Once in Boston, Walker learned to read and write and opened a clothing store. He was generous to a fault. He never was a business success, but he was well-respected in the black community. Tall, slender, with a dark complexion, Walker was also physically intimidating as well. It was during this period that Walker continued his self-education. He read widely on the institution of slavery, especially its history from Egypt to more contemporary slave societies. His emergence as an outspoken critic of slavery was natural considering his life experiences and his pursuit of a deeper understanding of the status of blacks in the United States.
In 1828 Walker addressed the General Colored Association of Massachusetts and made a fiery attack on slaveholders, urging blacks to oppose slavery and southern attempts to recover fugitive slaves. He urged the audience to unify in the pursuit of freedom for blacks, but within the limits of the Constitution. His address was later printed in Freedom’s Journal, but his next published work had a far greater impact on antislavery literature.
In 1829 Walker wrote an ambitious and incendiary tract that attacked slavery and outlined a plan for organized black opposition to the institution—a plan that included violence if necessary. Only a few months before David Walker’s Appeal, another black, Robert Alexander Young, had published Ethiopian Manifesto, a seven-page pamphlet stressing that God had created blacks and whites as equals, but Walker probably knew nothing of its existence.
David Walker’s Appeal was published as four “articles” focusing on blacks, their degradation in slavery, and their need to revolt against their white oppressors. His writing is clear and vivid, and propounds a well-reasoned argument against slavery. Portraying whites as the enemy, Walker saw racial harmony as unlikely given white attitudes. He did lay the framework for Christian forgiveness, but only if whites admitted their crimes against blacks. Walker adopted a “kill or be killed” philosophy and saw the necessity for insurrection if blacks were to achieve eventual equality.

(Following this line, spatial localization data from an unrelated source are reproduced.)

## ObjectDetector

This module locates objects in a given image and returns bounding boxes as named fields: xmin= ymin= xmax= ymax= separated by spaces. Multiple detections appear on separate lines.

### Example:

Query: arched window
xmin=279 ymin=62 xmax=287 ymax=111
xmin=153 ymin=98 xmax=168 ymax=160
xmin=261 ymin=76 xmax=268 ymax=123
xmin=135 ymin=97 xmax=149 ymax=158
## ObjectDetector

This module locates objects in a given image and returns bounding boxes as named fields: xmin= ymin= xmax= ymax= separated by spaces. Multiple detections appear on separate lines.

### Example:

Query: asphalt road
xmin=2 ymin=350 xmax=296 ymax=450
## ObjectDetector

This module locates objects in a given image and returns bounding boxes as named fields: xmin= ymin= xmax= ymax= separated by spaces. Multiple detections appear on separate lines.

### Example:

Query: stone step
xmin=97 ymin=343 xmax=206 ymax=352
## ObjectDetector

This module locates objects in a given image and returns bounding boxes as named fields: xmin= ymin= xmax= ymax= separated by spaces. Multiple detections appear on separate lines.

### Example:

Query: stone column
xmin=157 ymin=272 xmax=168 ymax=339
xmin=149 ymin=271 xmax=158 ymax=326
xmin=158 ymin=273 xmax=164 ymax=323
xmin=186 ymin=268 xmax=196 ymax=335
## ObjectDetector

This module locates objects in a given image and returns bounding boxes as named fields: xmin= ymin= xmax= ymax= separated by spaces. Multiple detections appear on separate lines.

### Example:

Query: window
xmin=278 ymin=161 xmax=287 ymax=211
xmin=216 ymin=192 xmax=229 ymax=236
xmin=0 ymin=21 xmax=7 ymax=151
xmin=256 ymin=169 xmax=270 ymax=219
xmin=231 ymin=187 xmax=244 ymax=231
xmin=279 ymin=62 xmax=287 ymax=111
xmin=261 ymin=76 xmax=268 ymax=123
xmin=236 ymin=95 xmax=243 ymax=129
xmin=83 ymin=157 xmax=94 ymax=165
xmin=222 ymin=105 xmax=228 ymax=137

Walker incorporated most of the major tenets of black nationalism in the Appeal. He stated that blacks must have a nation of their own, they must provide for their own defense, and they must follow black leaders. He repeated the traditional messianic view for blacks. Many historians view Walker as America’s earliest black nationalist. He was undoubtedly one of the more significant black ideologists and writers of the antebellum period; given his southern heritage, Walker was a remarkable figure. White southerners and slaveholders naturally held Walker in low esteem, but southern reactions to David Walker’s Appeal were indicative of their concerns and fears if the book and its ideas were widely circulated in the South.
Walker utilized a series of unofficial agents—black sailors, newspapermen, ministers, and other free blacks—to distribute the Appeal in southern port cities. On December 29, 1829, only three months after initial publication, the police in Savannah, Georgia, seized sixty copies of the Appeal that Walker had sent to Reverend Henry Cunningham. The next month, Atlanta officials intercepted twenty copies forwarded to newspaperman Elijah Burritt, a transplanted white New Englander. After it was discovered that Burritt had requested a copy (or more) of the tract, Burritt thought it prudent to go back north. Virginia Governor William Giles alerted the state assembly that a black person had circulated copies in Richmond. Copies were discovered in Walker’s birthplace of Wilmington, North Carolina, in August 1830. City officials in Charleston, South Carolina, and New Orleans were alarmed when copies of the Appeal reached their cities in March 1830.
Public and legislative reactions were predictable as stricter measures against slave literacy, unsupervised slave religious activity, and the freedom of slaves to interact with free blacks were enforced in some states and passed in others. The circulation of David Walker’s Appeal aroused the three central fears of slaveowners—that slave literacy was a dangerous skill, that black preachers posed a real threat, and that literate blacks could read to groups of illiterate slaves.
Rumors surrounding Walker’s death in June 1830 were rampant. One rumor was that he had been poisoned, another was that several Georgia men had offered a reward of $1,000 for Walker dead or $10,000 for Walker alive. There is no clear evidence that Walker died from anything more than natural causes, and most likely consumption. Walker’s true legacy focused on his Appeal, his active opposition to slavery worldwide, and his role in the evolution of black nationalism.